LABORATORY ABNORMALITIES
Treatment with LITFULO was associated with decreases in lymphocytes and platelets. Prior to LITFULO initiation, perform absolute lymphocyte count (ALC) and platelet count. After initiating treatment with LITFULO, treatment interruption or discontinuation is recommended based on ALC and platelet count abnormalities.

Liver Enzyme Elevations: Treatment with LITFULO was associated with increased incidence of liver enzyme elevation compared to placebo. Increases of alanine transaminase (ALT) and aspartate aminotransferase (AST) ≥5 times the upper limit of normal were observed in patients in LITFULO clinical trials. Evaluate at baseline and thereafter according to routine patient management. If increases in ALT or AST are observed and drug-induced liver injury is suspected, interrupt LITFULO until this diagnosis is excluded.

Creatine Phosphokinase (CPK) Elevations: Treatment with LITFULO was associated with increased incidence of CPK elevation compared to placebo.

VACCINATIONS
No data are available on the response to vaccination in patients receiving LITFULO. Use of live attenuated vaccines should be avoided during or shortly prior to initiating treatment. Prior to initiating LITFULO, it is recommended that patients be brought up to date with all immunizations, including prophylactic herpes zoster vaccinations, in agreement with current immunization guidelines.

HEPATIC IMPAIRMENT
LITFULO is not recommended in patients with severe hepatic impairment.

ADVERSE REACTIONS
Most common adverse reactions (incidence ≥1%) are headache, diarrhea, acne, rash, urticaria, folliculitis, pyrexia, atopic dermatitis, dizziness, blood creatine phosphokinase increased, herpes zoster, red blood cell count decreased, and stomatitis.

DRUG INTERACTIONS
LITFULO can increase plasma concentrations of CYP3A and CYP1A2 substrates. Consider additional monitoring and dose adjustment of CYP3A and CYP1A2 substrates where small concentration changes may lead to serious adverse reactions when used with LITFULO.
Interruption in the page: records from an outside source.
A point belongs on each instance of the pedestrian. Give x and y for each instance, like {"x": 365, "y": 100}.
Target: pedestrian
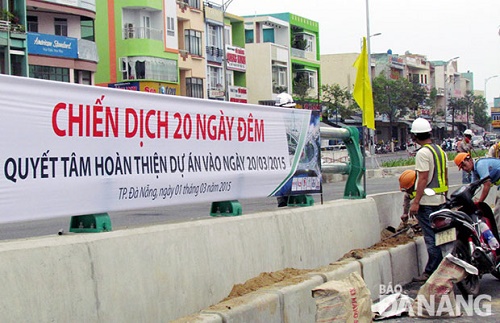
{"x": 479, "y": 169}
{"x": 465, "y": 146}
{"x": 432, "y": 172}
{"x": 284, "y": 100}
{"x": 494, "y": 151}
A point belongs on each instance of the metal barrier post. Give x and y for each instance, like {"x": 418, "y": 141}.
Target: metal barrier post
{"x": 350, "y": 137}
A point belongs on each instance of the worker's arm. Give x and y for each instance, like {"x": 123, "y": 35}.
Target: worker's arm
{"x": 421, "y": 184}
{"x": 485, "y": 191}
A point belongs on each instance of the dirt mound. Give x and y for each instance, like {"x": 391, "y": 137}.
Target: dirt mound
{"x": 291, "y": 276}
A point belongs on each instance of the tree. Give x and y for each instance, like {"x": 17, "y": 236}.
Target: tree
{"x": 480, "y": 111}
{"x": 474, "y": 107}
{"x": 336, "y": 100}
{"x": 301, "y": 86}
{"x": 393, "y": 98}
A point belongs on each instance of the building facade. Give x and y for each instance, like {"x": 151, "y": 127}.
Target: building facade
{"x": 282, "y": 53}
{"x": 61, "y": 40}
{"x": 135, "y": 50}
{"x": 225, "y": 55}
{"x": 13, "y": 46}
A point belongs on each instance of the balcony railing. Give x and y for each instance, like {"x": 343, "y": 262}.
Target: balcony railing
{"x": 142, "y": 33}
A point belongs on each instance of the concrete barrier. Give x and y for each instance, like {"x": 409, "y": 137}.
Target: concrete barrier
{"x": 380, "y": 270}
{"x": 164, "y": 272}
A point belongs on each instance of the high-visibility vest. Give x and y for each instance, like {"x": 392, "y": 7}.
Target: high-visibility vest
{"x": 496, "y": 150}
{"x": 438, "y": 181}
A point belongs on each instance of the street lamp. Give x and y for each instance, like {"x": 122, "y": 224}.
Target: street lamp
{"x": 485, "y": 83}
{"x": 224, "y": 66}
{"x": 445, "y": 70}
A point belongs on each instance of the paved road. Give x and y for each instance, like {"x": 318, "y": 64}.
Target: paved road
{"x": 200, "y": 211}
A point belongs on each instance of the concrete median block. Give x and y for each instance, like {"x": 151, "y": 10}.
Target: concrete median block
{"x": 200, "y": 318}
{"x": 253, "y": 307}
{"x": 377, "y": 271}
{"x": 404, "y": 262}
{"x": 297, "y": 301}
{"x": 422, "y": 255}
{"x": 340, "y": 270}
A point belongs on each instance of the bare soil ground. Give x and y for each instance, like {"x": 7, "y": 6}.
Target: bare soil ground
{"x": 289, "y": 276}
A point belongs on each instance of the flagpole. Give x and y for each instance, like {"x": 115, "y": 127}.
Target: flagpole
{"x": 370, "y": 76}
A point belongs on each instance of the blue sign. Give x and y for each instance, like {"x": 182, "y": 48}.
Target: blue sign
{"x": 52, "y": 45}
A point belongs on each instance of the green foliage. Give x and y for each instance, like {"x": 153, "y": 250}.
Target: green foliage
{"x": 301, "y": 87}
{"x": 336, "y": 101}
{"x": 474, "y": 106}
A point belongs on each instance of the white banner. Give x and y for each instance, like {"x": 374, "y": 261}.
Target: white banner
{"x": 71, "y": 149}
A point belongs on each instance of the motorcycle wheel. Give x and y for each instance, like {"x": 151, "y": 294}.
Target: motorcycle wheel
{"x": 496, "y": 271}
{"x": 470, "y": 284}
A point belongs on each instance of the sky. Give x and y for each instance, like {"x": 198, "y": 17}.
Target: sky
{"x": 438, "y": 29}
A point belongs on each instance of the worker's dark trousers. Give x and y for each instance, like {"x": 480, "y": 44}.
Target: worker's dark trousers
{"x": 433, "y": 251}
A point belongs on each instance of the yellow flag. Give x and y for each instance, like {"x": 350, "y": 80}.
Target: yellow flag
{"x": 363, "y": 88}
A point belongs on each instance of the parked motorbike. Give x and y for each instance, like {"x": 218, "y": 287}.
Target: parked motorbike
{"x": 468, "y": 231}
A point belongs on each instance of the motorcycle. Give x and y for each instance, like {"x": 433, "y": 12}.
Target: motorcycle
{"x": 469, "y": 232}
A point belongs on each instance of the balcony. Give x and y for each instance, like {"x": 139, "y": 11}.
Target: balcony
{"x": 132, "y": 32}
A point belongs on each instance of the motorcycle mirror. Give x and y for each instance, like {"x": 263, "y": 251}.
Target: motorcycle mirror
{"x": 429, "y": 191}
{"x": 494, "y": 174}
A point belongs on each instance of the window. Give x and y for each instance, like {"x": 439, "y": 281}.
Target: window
{"x": 87, "y": 28}
{"x": 192, "y": 41}
{"x": 146, "y": 22}
{"x": 248, "y": 36}
{"x": 32, "y": 24}
{"x": 83, "y": 77}
{"x": 310, "y": 43}
{"x": 193, "y": 3}
{"x": 309, "y": 76}
{"x": 170, "y": 26}
{"x": 212, "y": 39}
{"x": 279, "y": 78}
{"x": 16, "y": 65}
{"x": 215, "y": 77}
{"x": 49, "y": 73}
{"x": 151, "y": 68}
{"x": 61, "y": 26}
{"x": 268, "y": 35}
{"x": 194, "y": 87}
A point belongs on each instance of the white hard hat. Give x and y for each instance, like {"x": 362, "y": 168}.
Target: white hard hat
{"x": 420, "y": 125}
{"x": 284, "y": 100}
{"x": 468, "y": 132}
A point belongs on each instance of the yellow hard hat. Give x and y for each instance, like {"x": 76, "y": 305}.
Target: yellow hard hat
{"x": 459, "y": 158}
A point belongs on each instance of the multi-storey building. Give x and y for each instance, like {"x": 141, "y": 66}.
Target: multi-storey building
{"x": 13, "y": 47}
{"x": 61, "y": 40}
{"x": 138, "y": 45}
{"x": 282, "y": 51}
{"x": 226, "y": 55}
{"x": 192, "y": 65}
{"x": 447, "y": 82}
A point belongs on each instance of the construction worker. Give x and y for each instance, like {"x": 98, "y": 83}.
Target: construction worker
{"x": 480, "y": 169}
{"x": 432, "y": 172}
{"x": 465, "y": 146}
{"x": 494, "y": 150}
{"x": 407, "y": 186}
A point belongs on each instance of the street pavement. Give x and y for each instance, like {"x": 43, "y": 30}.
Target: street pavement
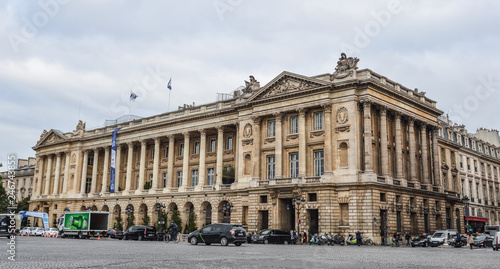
{"x": 37, "y": 252}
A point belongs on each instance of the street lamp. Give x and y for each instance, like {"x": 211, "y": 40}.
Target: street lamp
{"x": 227, "y": 208}
{"x": 298, "y": 202}
{"x": 465, "y": 201}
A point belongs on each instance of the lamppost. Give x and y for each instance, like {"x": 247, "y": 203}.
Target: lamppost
{"x": 129, "y": 210}
{"x": 298, "y": 202}
{"x": 465, "y": 201}
{"x": 159, "y": 209}
{"x": 227, "y": 208}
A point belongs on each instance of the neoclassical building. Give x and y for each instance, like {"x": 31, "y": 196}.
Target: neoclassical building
{"x": 359, "y": 150}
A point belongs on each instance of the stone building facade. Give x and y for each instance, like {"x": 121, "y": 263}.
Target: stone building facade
{"x": 361, "y": 150}
{"x": 23, "y": 178}
{"x": 470, "y": 166}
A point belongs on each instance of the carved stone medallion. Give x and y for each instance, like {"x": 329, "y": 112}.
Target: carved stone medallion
{"x": 247, "y": 130}
{"x": 342, "y": 116}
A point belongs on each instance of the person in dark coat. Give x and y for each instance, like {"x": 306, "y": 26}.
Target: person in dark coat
{"x": 358, "y": 238}
{"x": 407, "y": 237}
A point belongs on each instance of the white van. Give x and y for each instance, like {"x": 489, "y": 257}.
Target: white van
{"x": 496, "y": 241}
{"x": 440, "y": 236}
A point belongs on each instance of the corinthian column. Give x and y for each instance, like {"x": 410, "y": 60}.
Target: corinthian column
{"x": 49, "y": 175}
{"x": 55, "y": 190}
{"x": 368, "y": 136}
{"x": 425, "y": 157}
{"x": 383, "y": 142}
{"x": 413, "y": 161}
{"x": 399, "y": 148}
{"x": 278, "y": 149}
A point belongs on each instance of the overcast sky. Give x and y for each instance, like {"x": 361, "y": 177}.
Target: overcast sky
{"x": 61, "y": 61}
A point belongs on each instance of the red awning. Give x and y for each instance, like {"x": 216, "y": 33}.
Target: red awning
{"x": 477, "y": 219}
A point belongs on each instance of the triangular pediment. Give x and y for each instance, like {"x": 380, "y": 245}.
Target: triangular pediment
{"x": 51, "y": 137}
{"x": 287, "y": 83}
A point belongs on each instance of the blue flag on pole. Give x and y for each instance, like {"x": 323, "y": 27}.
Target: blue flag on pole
{"x": 133, "y": 96}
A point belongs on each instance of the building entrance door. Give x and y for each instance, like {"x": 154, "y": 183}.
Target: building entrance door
{"x": 286, "y": 214}
{"x": 313, "y": 221}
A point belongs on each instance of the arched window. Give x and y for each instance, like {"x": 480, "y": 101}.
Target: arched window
{"x": 343, "y": 154}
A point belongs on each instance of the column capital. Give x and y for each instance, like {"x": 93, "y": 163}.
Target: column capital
{"x": 327, "y": 107}
{"x": 302, "y": 111}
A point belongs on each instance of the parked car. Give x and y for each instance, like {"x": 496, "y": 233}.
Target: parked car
{"x": 420, "y": 241}
{"x": 114, "y": 233}
{"x": 440, "y": 236}
{"x": 453, "y": 239}
{"x": 50, "y": 232}
{"x": 496, "y": 241}
{"x": 39, "y": 231}
{"x": 482, "y": 241}
{"x": 140, "y": 232}
{"x": 24, "y": 231}
{"x": 272, "y": 237}
{"x": 219, "y": 233}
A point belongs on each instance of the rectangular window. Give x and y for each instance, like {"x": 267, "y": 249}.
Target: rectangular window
{"x": 179, "y": 178}
{"x": 319, "y": 163}
{"x": 270, "y": 167}
{"x": 229, "y": 143}
{"x": 294, "y": 164}
{"x": 318, "y": 120}
{"x": 271, "y": 128}
{"x": 294, "y": 124}
{"x": 194, "y": 177}
{"x": 196, "y": 149}
{"x": 212, "y": 145}
{"x": 164, "y": 179}
{"x": 210, "y": 173}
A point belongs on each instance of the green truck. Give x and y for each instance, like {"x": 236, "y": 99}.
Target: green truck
{"x": 83, "y": 224}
Coadministration with strong inducers of CYP3A is not recommended.

USE IN PREGNANCY
Available clinical trial data on LITFULO use in pregnant women are insufficient to identify a drug-associated risk from major birth defects, miscarriage or other adverse maternal or fetal outcomes. Advise pregnant females and females of reproductive potential to inform their healthcare providers if they are pregnant or intend to become pregnant during treatment with LITFULO.

If a patient becomes pregnant while receiving LITFULO, healthcare providers should report LITFULO exposure by calling 1-877-390-2940.

LACTATION
Advise women not to breastfeed during treatment with LITFULO and for 14 hours after the last dose.
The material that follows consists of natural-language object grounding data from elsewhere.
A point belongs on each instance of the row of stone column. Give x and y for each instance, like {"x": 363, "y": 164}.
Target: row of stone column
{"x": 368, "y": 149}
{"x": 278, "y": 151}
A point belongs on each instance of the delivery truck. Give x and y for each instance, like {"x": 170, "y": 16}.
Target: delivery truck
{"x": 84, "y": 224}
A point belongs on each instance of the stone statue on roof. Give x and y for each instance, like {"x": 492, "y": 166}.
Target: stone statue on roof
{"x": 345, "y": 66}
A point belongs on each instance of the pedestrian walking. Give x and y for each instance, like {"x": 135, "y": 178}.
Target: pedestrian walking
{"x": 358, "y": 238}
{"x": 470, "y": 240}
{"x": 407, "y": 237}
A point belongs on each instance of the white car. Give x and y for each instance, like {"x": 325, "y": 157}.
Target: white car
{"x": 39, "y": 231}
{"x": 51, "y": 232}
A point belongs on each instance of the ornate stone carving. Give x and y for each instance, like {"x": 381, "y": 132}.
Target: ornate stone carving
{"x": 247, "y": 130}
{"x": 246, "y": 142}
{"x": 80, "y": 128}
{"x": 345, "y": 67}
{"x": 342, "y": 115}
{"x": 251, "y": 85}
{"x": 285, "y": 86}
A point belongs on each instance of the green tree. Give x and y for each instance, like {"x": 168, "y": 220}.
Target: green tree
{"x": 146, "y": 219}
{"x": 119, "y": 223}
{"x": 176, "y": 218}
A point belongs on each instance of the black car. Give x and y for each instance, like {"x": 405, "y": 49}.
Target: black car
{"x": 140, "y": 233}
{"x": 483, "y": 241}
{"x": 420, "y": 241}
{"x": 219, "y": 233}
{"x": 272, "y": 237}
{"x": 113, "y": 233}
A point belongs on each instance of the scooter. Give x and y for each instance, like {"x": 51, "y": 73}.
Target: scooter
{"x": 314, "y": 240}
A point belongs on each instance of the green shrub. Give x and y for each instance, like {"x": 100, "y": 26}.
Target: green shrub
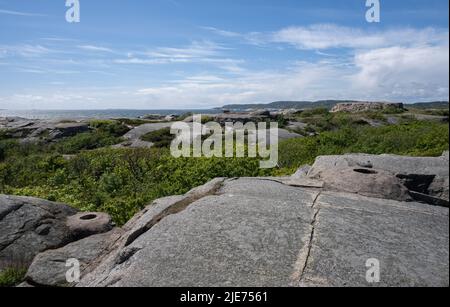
{"x": 11, "y": 277}
{"x": 160, "y": 138}
{"x": 123, "y": 181}
{"x": 412, "y": 138}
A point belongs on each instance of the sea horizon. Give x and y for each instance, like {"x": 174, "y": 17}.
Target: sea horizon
{"x": 96, "y": 113}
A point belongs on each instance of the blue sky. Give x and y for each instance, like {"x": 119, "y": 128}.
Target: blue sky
{"x": 200, "y": 54}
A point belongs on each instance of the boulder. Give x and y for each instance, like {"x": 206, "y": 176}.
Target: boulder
{"x": 29, "y": 226}
{"x": 48, "y": 269}
{"x": 423, "y": 175}
{"x": 83, "y": 225}
{"x": 257, "y": 232}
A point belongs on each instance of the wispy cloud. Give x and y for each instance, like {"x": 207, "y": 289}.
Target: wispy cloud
{"x": 25, "y": 50}
{"x": 328, "y": 36}
{"x": 17, "y": 13}
{"x": 95, "y": 48}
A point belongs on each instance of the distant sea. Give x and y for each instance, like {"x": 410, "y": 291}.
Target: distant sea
{"x": 100, "y": 114}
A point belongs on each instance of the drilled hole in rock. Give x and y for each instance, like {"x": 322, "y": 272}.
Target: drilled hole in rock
{"x": 88, "y": 217}
{"x": 365, "y": 171}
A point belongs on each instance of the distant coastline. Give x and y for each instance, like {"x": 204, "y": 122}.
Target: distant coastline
{"x": 137, "y": 113}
Please see full Prescribing Information, including BOXED WARNING and Medication Guide.IndicationLITFULO is a kinase inhibitor indicated for the treatment of severe alopecia areata in adults and adolescents 12 years and older.



Limitations of Use: Not recommended for use in combination with other JAK inhibitors, biologic immunomodulators, cyclosporine or other potent immunosuppressants.